- Sudan reached a four-year high on most recent FIFA/Coca-Cola World Ranking
- Rise helped by “miracle” results at CAF African Nations Championship
- Sudan are one of Africa’s most historic football nations
Sudan boast a long and proud history in African football, and a recent significant jump to 117 on the FIFA/Coca-Cola World Ranking indicates the north Africans are riding a crest of a wave. The next challenge will be to maintain that momentum and return the nation to its glory days of the 1950s and ’60s.
A sprawling nation on the Red Sea, to the south of Egypt, Sudan is Africa’s third-largest country by landmass. Football is the nation’s most popular sport and, perhaps unsurprisingly, Sudan was one of the founding fathers of the Confederation of African Football (CAF).
Indeed, the Sudanese were one of just three participants in the inaugural CAF Africa Cup of Nations in 1957, and were runners-up in 1959 and 1963. Most memorably of all, they won the tournament on home soil in 1970. But that is now a long-distant era and the intervening decades have been poor for Sudanese football.
The improvement began a decade ago as qualification for the Africa Cup of Nations ended a 32-year wait. It got even better four years later as the side reached the last-eight of Africa’s highly competitive elite competition.
The same generation of players took Sudan to the final stage of qualifying for the 2010 FIFA World Cup South Africa™. Those results helped the nation reach 92 on the global ladder that year, edging them closer to their best-ever position of 74, reached back in 1996.
A second-round exit during the campaign for Russia 2018 meant a dearth of competitive matches, and Sudan headed downwards on the world standings.
However, the appointment of the unheralded Zdravko Logarusic late last year saw a significant upturn in fortunes. Sudan claimed third place at the recent CAF African Nations Championship (CHAN), a result their Croatian coach described as “a miracle”.
Sudan defeated Guinea and Mauritania before an epic quarter-final defeat of Zambia. Even mighty Nigeria could only muster a 1-0 win over the well-organised Sudanese in the semi-final of the 16-nation tournament.
As the competition featured domestic-based players only, Sudan’s achievement provided evidence of the strong competition in the local Premier Division. It also further underlines the country’s growing strength in African club competition over recent years.

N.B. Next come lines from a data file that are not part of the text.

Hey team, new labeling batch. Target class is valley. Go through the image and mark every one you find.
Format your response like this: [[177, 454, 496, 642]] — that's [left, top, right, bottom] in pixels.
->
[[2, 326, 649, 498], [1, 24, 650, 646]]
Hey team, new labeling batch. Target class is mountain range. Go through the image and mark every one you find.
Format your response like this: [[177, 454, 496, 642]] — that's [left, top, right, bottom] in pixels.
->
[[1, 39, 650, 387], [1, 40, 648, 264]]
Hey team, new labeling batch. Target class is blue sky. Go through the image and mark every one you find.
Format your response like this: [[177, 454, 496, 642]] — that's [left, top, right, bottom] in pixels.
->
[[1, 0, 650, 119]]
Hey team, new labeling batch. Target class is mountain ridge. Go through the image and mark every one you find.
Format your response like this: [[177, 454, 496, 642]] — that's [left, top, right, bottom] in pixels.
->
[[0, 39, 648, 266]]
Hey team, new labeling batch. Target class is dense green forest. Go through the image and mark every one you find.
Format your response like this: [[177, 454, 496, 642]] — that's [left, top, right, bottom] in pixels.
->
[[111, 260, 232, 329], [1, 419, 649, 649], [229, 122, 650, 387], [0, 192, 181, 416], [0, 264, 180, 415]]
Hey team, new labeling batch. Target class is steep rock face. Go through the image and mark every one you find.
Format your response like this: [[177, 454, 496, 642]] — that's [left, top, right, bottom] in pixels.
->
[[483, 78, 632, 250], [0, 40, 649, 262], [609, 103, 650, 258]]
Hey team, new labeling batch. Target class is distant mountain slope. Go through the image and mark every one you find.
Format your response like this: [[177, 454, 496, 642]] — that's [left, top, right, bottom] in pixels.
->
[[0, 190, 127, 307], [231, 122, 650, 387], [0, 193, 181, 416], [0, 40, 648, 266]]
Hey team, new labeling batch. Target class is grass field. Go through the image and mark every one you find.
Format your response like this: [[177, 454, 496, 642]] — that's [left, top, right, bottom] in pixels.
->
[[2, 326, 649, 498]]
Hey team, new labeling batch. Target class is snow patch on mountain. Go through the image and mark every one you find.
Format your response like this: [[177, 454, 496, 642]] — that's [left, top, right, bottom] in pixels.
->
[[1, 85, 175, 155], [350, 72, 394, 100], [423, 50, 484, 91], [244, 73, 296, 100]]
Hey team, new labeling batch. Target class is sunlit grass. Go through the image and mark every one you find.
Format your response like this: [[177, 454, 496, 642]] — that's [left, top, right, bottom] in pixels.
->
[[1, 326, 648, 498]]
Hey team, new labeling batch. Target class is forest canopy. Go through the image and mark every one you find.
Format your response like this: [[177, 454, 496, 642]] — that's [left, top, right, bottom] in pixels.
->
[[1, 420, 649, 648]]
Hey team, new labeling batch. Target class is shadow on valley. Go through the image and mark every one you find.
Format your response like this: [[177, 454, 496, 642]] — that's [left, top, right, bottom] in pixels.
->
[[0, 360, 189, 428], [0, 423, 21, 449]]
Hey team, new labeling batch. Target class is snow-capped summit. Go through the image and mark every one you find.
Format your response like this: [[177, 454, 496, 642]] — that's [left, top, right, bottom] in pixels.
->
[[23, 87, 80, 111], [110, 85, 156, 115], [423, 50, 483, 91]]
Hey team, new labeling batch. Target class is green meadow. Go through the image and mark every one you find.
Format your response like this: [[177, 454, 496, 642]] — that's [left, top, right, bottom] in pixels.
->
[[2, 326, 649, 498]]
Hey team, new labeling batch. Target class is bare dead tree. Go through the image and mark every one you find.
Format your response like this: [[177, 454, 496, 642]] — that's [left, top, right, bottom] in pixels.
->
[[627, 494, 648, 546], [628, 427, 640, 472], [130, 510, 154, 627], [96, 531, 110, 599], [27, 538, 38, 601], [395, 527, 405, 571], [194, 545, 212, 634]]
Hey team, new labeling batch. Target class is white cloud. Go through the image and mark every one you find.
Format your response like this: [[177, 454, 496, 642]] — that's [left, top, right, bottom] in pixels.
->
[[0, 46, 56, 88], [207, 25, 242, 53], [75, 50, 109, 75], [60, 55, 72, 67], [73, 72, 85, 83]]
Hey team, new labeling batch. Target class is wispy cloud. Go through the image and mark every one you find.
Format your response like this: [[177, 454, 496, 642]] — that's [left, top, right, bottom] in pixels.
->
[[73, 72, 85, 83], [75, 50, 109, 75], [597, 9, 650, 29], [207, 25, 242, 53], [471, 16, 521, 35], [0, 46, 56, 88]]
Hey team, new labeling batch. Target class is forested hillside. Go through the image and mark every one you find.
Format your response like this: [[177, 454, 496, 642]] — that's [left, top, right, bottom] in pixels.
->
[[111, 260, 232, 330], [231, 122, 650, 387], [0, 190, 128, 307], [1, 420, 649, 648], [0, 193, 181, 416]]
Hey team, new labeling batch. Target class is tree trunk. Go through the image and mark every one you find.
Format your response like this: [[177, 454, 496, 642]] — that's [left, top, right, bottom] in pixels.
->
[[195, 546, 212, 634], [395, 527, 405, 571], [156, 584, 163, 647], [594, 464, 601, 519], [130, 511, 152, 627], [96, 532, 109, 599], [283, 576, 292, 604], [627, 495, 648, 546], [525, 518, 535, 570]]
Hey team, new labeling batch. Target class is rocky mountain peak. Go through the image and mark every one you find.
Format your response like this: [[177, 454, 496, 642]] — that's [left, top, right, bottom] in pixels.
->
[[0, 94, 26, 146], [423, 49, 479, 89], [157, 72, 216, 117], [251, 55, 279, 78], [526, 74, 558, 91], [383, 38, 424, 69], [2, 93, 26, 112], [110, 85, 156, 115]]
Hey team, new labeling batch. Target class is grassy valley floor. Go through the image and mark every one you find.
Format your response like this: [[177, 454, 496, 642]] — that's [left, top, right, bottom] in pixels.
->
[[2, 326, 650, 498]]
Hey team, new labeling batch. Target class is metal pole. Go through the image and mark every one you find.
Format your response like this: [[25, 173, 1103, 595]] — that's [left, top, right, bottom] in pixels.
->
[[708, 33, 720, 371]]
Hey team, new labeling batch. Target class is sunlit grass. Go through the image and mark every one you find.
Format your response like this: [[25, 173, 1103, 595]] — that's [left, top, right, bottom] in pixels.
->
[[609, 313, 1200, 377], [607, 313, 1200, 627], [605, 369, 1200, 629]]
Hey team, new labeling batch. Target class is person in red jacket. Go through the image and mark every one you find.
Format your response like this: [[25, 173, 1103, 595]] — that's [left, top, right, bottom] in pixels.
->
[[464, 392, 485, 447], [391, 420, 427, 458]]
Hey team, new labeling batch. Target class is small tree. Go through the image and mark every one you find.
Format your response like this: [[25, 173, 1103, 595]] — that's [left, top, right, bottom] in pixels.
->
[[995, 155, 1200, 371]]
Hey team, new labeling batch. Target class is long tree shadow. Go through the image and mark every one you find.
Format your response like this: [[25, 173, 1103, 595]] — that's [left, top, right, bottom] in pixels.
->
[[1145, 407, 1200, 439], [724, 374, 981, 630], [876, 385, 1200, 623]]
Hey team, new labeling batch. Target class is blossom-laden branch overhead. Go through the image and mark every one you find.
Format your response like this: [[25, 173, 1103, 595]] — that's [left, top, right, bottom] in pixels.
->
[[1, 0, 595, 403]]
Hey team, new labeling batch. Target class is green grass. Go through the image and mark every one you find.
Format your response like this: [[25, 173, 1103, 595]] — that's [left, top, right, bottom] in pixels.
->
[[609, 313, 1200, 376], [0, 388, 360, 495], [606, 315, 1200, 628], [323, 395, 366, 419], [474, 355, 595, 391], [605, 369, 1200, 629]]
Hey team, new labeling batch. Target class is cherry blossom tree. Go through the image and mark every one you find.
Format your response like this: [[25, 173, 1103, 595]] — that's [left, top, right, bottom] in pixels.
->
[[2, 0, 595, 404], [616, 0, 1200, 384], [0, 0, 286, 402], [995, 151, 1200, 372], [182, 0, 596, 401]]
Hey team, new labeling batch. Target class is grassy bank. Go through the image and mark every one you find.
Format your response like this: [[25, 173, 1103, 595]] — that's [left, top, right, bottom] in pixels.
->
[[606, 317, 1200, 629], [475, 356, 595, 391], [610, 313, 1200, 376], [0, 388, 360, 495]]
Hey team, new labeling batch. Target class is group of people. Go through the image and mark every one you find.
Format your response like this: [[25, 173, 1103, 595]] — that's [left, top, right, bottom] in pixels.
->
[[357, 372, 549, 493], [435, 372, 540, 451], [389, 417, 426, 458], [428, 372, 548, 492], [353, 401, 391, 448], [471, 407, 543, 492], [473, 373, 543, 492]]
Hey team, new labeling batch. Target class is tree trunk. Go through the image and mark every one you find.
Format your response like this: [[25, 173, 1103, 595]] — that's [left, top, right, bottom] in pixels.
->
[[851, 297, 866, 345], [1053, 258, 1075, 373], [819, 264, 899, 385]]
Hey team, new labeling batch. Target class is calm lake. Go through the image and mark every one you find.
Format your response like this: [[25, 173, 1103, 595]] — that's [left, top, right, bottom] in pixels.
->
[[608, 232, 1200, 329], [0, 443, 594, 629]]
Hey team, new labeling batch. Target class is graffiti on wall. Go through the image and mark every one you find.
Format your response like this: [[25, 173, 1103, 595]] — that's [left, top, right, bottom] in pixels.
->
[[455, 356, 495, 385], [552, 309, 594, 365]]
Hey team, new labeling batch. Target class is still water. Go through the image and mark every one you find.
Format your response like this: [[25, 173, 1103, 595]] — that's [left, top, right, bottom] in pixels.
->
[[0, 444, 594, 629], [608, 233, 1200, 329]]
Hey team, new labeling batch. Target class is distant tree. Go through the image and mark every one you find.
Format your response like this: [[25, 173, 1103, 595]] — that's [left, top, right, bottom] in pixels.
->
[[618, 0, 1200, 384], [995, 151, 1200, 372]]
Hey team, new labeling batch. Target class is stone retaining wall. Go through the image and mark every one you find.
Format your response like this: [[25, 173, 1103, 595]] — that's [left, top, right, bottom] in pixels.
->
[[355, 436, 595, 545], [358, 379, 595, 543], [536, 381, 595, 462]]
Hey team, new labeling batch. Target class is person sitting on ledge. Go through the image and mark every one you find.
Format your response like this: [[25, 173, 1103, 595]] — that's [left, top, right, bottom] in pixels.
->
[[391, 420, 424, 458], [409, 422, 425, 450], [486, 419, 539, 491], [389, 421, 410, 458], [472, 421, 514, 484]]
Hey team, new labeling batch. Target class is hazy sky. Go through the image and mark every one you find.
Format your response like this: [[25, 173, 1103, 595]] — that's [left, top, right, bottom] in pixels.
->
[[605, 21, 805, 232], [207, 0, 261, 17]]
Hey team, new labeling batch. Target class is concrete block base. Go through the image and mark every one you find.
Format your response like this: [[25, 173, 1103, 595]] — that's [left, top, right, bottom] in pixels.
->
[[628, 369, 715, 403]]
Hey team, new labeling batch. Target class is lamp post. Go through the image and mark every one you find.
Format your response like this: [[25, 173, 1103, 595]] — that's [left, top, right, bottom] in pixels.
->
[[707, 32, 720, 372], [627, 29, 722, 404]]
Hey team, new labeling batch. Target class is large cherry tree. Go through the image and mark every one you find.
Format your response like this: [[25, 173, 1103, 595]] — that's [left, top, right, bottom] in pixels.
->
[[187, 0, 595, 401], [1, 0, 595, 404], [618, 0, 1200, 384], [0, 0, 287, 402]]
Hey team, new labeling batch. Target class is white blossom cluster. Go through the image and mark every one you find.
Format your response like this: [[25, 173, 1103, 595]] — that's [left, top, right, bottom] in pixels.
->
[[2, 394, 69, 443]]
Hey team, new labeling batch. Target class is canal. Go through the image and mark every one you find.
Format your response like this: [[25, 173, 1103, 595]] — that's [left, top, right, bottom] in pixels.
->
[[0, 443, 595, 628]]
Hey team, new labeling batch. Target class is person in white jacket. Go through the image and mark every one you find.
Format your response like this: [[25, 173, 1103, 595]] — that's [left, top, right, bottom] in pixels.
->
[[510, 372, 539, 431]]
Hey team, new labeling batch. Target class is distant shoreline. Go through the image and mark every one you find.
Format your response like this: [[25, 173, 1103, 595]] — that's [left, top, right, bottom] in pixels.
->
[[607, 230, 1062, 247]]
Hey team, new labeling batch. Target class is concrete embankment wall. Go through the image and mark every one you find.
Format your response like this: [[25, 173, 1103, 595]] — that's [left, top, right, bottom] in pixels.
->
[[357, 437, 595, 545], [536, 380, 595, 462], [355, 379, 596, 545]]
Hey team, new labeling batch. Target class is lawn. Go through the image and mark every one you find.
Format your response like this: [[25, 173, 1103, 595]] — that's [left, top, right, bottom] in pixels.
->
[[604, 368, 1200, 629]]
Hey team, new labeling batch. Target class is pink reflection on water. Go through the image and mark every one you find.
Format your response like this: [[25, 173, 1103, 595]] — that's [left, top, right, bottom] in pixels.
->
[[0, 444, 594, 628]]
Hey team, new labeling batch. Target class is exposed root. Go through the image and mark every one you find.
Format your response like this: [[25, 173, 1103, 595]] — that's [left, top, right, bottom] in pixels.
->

Saifeldin Malik Bakhit was the goalscoring hero against Zambia and the Khartoum Club forward believes these results potentially mark the beginning of a prosperous new era for Sudan.
“We had this [CHAN] result thanks to the immense determination of the players who wanted to win the title,” he told FIFA.com. “That resulted in good performances in the competition which helped us to finish third.
“We managed to achieve this position after massive efforts from the players and the national team’s technical staff. It is just the start for us because we have a very big determination to improve more, and hopefully it will be a small step towards reaching better positions.”